Aku sama sekali tidak mengerti maksudmu. Sambil berupaya
menyingkirkan semua egoku, aku memelukmu dari belakang, menyandarkan
wajahku dipunggungmu, dan kamu tetap diam.
Aku tidak tahu apa yang
membuatmu berubah menjadi seorang asing. Aku masih terus mencari tahu
kejadian dahsyat apa yang telah mampu mengubahmu seratus delapan
puluh derajat. Tatapanmu dingin, bicaramu ketus, mimik wajahmu muram,
perilakumu menyebalkan, siapa sih kamu? Aku sampai tidak lagi
mengenal siapa pria yang tidur disebelahku yang kupeluk setiap malam
dan kucium keningnya setiap pagi. Wajahnya seperti kukenal, tapi aku
tidak tahu dia siapa. Yang aku tahu, aku hanya ingin dia masih disini
bersamaku, sekalipun aku tahu hati dan pikirannya sedang berkelana
jauh entah kemana.
Seringkali terbersit
keinginan untuk bisa duduk berdua denganmu sambil menikmati secangkir
kopi. Tapi meminta waktumu saja aku tidak berani. Jangankan meminta
waktumu, menatap wajahmu dan mengatakan betapa aku mencintaimu saja
aku tidak berani. Aku takut kamu marah kalau aku mencintaimu.

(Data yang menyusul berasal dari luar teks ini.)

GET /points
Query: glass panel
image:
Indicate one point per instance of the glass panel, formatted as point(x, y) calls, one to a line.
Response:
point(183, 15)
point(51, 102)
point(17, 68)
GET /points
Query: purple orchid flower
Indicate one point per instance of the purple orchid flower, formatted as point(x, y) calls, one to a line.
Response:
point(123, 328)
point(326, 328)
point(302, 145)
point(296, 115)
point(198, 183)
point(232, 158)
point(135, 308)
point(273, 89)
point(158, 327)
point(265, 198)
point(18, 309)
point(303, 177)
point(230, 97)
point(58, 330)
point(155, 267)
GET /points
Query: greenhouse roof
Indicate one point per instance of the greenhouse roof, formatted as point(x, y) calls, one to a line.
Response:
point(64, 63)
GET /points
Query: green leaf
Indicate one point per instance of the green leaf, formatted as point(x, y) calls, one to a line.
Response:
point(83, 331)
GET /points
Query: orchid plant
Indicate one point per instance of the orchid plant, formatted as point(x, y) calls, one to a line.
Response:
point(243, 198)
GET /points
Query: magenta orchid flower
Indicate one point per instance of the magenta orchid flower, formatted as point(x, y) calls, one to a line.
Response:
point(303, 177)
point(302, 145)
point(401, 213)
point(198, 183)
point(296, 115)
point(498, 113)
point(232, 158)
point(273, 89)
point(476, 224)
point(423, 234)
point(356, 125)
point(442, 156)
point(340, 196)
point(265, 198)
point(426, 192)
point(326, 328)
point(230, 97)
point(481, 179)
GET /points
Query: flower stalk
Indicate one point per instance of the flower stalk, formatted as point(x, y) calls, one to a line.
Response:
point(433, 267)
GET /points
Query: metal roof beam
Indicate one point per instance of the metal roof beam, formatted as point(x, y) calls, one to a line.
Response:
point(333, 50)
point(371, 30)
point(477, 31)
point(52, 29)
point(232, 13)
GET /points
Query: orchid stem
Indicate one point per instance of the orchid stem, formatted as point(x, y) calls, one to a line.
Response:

Sebenarnya aku tidak mengerti dimana letak kesalahannya. Hanya saja
aku terlanjur merasa bahwa semua tentangku selalu salah dimatamu,
semua yang kulakukan selalu membuatmu marah. Kamu selalu salah
mengartikanku, tapi kamu tidak pernah menyampaikan apa yang
diterjemahkan pikiranmu kepadaku agar aku bisa meluruskannya. Kamu
mengunci pikiranmu dengan persepsimu sendiri dan tidak pernah
mengijinkan aku untuk masuk.
Aku berdiri diluar pintu,
sendirian dan menggigil kedinginan. Derasnya hujan tidak membuatmu
menaruh iba kepadaku. Tirai tersibak dan kamu hanya memandangku dari
balik jendela. Tatapanmu penuh kebencian, seolah berkata “Cepat
urus dirimu, aku tidak ada waktu untuk membukakan pintu dan
memberikan selimut untuk menghangatkanmu. Pikirkan sendiri cara untuk
menyelamatkan dirimu dan jangan menyusahkan aku.” Ya, aku akan
berusaha semampuku untuk tidak menyusahkanmu, hanya itu yang bisa
kujawab sambil tetesan air mata bercampur air hujan mengalir
membasahi wajahku. Bertubi-tubi egoku ingin melawan, mempertanyakan
kapan aku pernah menyusahkanmu. Bukankah............... Ah sudahlah,
sedikitpun aku tidak berkeinginan untuk berdebat denganmu. Seperti
ketika kamu melarangku menangis karena kamu benci melihat air mataku,
aku tidak mau membantahnya. Kuturuti. Walaupun sebenarnya aku punya
seribu alasan untuk menjelaskan mengapa aku menangis.
Aku belajar untuk menjadi
seperti yang kamu mau, cuek dengan apapun yang terjadi dengan kamu.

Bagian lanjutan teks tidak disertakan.